Archive for the ‘parallel’ Category

February 27, 2013

Stupid RCU Tricks: Read-Side Ordering Constraints

Suppose that you have an initially empty RCU-protected hash table with per-bucket-locked updates. Suppose that one thread concurrently inserts items A and B in that order (but into different buckets) while a second thread concurrently looks up item A then item B—and while yet a third thread concurrently looks up these two items in the opposite order. The code for these three threads might look something like the following:

 1 void t1(void)
 2 {
 3   spin_lock(chain(A));
 4   insert(A);
 5   spin_unlock(chain(A));
 6   spin_lock(chain(B));
 7   insert(B);
 8   spin_unlock(chain(B));
 9 }
10 
11 void t2(void)
12 {
13   rcu_read_lock();
14   l1 = lookup(A);
15   rcu_read_unlock();
16   rcu_read_lock();
17   l2 = lookup(B);
18   rcu_read_unlock();
19 }
20 
21 void t3(void)
22 {
23   rcu_read_lock();
24   l3 = lookup(B);
25   rcu_read_unlock();
26   rcu_read_lock();
27   l4 = lookup(A);
28   rcu_read_unlock();
29 }

Because there is absolutely nothing guaranteeing the order of t2()‘s and t3‘s lookups, it is quite possible that we could end up with l1==1&&l2==0&&l3==1&&l4==0, which would mean that t2() and t3() disagree on the order of insertion. However, this outcome is excluded if we place a synchronize_rcu() between lines 5 and 6 above.

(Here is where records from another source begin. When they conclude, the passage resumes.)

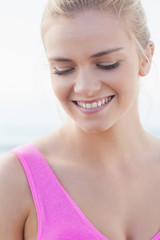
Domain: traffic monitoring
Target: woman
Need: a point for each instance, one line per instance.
(98, 176)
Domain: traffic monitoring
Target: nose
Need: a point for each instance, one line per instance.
(86, 84)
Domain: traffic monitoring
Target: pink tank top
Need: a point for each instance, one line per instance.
(59, 217)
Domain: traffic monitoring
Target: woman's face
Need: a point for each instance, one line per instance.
(94, 69)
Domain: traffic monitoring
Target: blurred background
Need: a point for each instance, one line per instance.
(28, 108)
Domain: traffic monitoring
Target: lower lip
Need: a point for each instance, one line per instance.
(92, 110)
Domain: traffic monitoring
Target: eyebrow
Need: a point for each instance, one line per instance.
(100, 54)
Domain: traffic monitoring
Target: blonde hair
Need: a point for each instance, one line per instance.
(131, 11)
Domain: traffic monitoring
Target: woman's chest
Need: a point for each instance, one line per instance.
(117, 212)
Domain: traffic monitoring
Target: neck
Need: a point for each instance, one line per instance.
(121, 143)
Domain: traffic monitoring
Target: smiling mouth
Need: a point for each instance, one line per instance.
(94, 104)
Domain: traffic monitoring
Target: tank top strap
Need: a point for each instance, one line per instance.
(57, 217)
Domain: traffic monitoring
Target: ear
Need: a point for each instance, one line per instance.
(145, 62)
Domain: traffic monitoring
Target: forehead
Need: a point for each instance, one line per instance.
(87, 32)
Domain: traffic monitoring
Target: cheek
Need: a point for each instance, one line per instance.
(61, 88)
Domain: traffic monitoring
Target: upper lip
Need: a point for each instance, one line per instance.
(93, 100)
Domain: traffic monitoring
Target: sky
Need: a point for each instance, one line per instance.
(26, 98)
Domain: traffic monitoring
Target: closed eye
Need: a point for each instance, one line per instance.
(63, 72)
(103, 67)
(108, 67)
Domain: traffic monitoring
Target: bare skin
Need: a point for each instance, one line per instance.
(115, 163)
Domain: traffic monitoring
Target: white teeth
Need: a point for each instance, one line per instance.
(94, 104)
(88, 105)
(99, 103)
(84, 105)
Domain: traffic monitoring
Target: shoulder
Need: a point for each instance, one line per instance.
(15, 197)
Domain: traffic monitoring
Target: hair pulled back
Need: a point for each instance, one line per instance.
(131, 11)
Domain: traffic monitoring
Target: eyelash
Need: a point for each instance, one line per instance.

But how can synchronize_rcu() possibly exclude this outcome given that t2()‘s and t3()‘s lookups can still be reordered?


Posted in parallel, stupid rcu tricks | No Comments »

November 30, 2012

RCU and Crowds

A Read-Copy Update based parallel server for distributed crowd simulations” (paywalled) recently appeared in Journal of Supercomputing. Vigueras et al. apply RCU to crowd simulation (as you might guess from the title), which combines throughput (“faster is better”) and response-time requirements (“never trust any result older than 250 milliseconds”). Use of RCU instead of straight locking allows them to support crowds with three times the number of agents while still meeting their response-time requirements.

It is good to see academics experimenting with RCU. Even better, I learned of this only after seeing the paper. ;-)


Posted in parallel, performance, rcu | No Comments »

Off to the races!

I was fortunate enough to be able to attend the first workshop on Relaxing Synchronization for Multicore and Manycore Scalability (also known as “RACES’12”), which drew concurrency researchers from across academia and industry. The topic was somewhat controversial, quoting from the call for participation:

How can we cast aside the security of correctness, the logic of a proof, and adopt a new way of thinking, where answers are good enough but not certain, and where many processors work together in parallel without quite knowing the states that the others are in? We may need some amount of synchronization, but how much? Or better yet, how little? What mental tools and linguistic devices can we give programmers to help them adapt to this challenge?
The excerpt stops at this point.